June 9, 2015 | Policy Brief

Turkey After the Elections

June 9, 2015 | Policy Brief

Turkey After the Elections

In Turkey’s election on Sunday, the ruling Justice and Development Party (AKP) lost its parliamentary majority for the first time in 13 years, and will be unable to form the next government on its own. The AKP now has 45 days to form a government or Turkey will need to hold another election within six months.

A government may now be formed in two ways: the AKP could find a coalition partner with which to form a majority government, or it could form a minority government through a vote of confidence. Either option faces major obstacles, and presages instability in Ankara.

The AKP needs only one coalition partner to achieve a simple majority. Much depends on whether President Recep Tayyip Erdogan dials back his political meddling, which is a precondition for any party to join the AKP. The most likely coalition prospect is the right-wing Nationalist Movement Party (MHP), but the AKP would need to give significant concessions – particularly to scale back the ongoing peace process with the Kurds.

Meanwhile, the runner-up People’s Republican Party (CHP) – the leftist, secularist antithesis of the AKP – has expressed its desire to lead a coalition of opposition parties. Such a coalition, however, would require three parties. Awkwardly, the aforementioned MHP nationalists would need to reconcile their differences with the pro-Kurdish People’s Democratic Party (HDP).

Should the AKP try to form a minority government, it will need to persuade opposition deputies to support it in a vote of confidence, thereby enabling the party to operate with less than a simple majority.
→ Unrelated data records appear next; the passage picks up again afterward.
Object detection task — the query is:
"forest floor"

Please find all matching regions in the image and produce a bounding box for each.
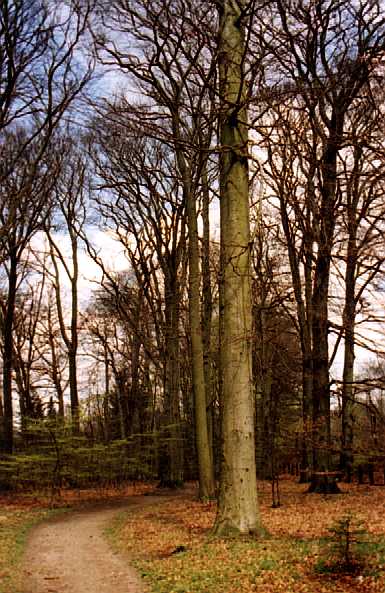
[0,484,186,593]
[1,477,385,593]
[109,477,385,593]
But this is not only a maneuver available to the AKP. If the AKP fails, the CHP may try to do the same.

All of these scenarios require laborious inter-party negotiations, which could quite easily fail. This raises the very real possibility of early elections.

For now, the AKP appears ready to negotiate as a means to stay in power. If this is the case, the party will be forced to respect Turkey’s democracy. Its failure to do so in the past is exactly what brought the AKP to this difficult crossroads.